Patients don’t care if Congress is in session. They need their meds. Doctors don’t want to play guessing games with life-saving drugs. And manufacturers? They’ll keep cutting costs until the system breaks completely.

Right now, the only thing moving faster than the drug shortages is the clock.

What is the Drug Shortage Prevention Act of 2025?

The Drug Shortage Prevention Act of 2025 (S.2665) is a Senate bill that would require pharmaceutical manufacturers to notify the FDA as soon as they anticipate increased demand for critical drugs. The goal is to give regulators time to respond before shortages occur. It does not require new manufacturing, funding, or penalties - only earlier reporting. As of November 2025, it remains in committee with no further action.

Why isn’t H.R.1160 getting attention?

H.R.1160, the Health Care Provider Shortage Minimization Act of 2025, has no publicly available text, no committee assignment, and no sponsor details listed on official congressional websites. Without knowing what it contains, lawmakers, experts, and the public can’t evaluate or support it. Its silence makes it politically invisible, even though it may address the growing shortage of doctors and nurses.

Are drug shortages getting worse?

Yes. As of September 2025, the FDA listed 287 drugs in shortage, with 47% classified as critical - meaning they’re used to treat life-threatening conditions like cancer, heart disease, and severe infections. This is the highest number since tracking began. Manufacturing delays, global supply chain issues, and low profit margins on generics are the main drivers.

How does the government shutdown affect drug shortages?

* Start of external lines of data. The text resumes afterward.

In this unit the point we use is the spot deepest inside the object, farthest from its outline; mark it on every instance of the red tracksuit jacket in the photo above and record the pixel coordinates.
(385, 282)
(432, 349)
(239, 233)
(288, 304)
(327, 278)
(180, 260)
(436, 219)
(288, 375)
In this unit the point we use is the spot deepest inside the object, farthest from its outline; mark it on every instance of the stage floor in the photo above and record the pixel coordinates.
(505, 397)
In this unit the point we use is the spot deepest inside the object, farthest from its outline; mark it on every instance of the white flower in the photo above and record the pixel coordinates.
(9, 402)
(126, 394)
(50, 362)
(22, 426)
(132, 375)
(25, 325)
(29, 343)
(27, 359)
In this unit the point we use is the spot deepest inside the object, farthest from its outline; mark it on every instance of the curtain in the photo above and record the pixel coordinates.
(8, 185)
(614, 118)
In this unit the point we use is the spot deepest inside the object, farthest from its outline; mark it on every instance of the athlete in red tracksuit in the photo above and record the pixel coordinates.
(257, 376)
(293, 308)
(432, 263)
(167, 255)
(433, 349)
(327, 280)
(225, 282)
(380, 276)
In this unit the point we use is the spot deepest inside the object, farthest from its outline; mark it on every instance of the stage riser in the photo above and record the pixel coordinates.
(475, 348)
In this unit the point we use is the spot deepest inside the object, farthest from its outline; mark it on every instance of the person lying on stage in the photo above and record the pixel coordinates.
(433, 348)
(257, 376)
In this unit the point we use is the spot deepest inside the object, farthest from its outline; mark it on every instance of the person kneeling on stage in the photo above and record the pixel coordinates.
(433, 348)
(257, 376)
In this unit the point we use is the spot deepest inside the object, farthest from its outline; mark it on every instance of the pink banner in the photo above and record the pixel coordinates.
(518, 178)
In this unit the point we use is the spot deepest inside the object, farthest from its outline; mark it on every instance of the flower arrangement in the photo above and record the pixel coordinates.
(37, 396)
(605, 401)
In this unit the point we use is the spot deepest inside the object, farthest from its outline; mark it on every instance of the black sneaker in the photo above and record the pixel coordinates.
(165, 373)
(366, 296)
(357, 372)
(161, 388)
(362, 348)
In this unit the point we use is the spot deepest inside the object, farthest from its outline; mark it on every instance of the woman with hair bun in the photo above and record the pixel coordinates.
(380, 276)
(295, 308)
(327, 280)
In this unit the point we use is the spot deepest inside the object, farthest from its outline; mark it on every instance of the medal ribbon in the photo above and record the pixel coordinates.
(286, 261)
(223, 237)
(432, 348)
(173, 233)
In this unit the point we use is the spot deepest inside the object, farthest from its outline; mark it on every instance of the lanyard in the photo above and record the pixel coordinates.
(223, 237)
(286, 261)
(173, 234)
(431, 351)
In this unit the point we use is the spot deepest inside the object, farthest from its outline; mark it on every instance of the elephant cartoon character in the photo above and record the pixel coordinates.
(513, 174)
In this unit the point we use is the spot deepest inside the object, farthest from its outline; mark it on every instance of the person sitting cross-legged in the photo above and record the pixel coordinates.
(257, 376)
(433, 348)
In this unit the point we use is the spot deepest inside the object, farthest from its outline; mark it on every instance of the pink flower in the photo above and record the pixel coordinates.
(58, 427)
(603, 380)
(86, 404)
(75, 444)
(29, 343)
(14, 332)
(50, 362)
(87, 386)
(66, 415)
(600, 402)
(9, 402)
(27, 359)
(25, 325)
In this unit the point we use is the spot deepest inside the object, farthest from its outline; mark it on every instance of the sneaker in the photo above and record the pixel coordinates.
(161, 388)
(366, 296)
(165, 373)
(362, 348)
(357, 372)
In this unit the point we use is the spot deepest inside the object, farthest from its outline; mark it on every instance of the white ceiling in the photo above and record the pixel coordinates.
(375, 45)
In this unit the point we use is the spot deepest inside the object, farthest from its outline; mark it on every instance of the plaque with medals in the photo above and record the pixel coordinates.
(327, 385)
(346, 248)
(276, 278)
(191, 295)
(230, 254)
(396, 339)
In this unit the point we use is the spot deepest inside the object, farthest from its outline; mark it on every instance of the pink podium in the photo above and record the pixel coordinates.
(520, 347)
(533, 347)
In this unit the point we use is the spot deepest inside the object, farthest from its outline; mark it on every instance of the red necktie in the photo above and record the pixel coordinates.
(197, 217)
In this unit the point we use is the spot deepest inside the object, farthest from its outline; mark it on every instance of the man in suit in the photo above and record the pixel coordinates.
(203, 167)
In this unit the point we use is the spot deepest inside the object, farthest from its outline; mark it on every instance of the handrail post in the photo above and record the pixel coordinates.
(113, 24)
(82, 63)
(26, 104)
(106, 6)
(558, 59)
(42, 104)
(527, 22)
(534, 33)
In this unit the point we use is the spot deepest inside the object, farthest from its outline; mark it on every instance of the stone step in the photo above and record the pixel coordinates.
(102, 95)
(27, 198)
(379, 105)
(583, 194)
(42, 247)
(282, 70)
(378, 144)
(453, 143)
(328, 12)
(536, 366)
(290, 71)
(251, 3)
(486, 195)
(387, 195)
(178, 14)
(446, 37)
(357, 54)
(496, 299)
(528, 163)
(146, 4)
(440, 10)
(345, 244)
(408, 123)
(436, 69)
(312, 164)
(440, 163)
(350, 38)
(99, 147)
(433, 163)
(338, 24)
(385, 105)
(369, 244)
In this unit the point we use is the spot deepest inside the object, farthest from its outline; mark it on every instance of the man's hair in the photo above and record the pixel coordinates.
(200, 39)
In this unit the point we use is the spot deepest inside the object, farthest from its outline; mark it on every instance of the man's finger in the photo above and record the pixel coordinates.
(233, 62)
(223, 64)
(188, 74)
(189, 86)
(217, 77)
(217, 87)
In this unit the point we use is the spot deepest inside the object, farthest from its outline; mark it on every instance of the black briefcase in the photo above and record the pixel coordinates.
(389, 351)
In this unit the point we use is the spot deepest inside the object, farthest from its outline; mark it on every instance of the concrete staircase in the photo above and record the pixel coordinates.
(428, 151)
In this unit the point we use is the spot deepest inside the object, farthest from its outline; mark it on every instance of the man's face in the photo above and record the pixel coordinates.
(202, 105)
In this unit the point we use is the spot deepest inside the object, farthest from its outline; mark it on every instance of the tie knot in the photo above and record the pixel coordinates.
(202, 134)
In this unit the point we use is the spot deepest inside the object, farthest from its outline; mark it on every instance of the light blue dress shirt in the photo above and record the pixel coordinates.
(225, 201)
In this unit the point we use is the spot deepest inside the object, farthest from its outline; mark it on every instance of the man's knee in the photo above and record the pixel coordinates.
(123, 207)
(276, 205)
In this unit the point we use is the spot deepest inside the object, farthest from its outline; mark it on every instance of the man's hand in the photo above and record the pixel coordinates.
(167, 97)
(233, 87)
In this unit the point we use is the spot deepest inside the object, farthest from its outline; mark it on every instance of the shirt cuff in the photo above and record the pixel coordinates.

The shutdown has halted nearly all FDA operations, including updates to the Drug Shortage Portal, inspections of manufacturing plants, and communication with drug companies. Over 800,000 federal workers are furloughed, including the staff who monitor drug supply chains. Even if a bill passes, there’s no one left to implement it.

What can patients do if their medication is unavailable?

If your drug is in short supply, contact your pharmacist and doctor immediately. Ask if there’s an approved alternative. Check the FDA’s Drug Shortages page for updates. Some hospitals and nonprofits have emergency supply networks. Never stop taking a medication without medical advice - even if you have to wait or switch brands.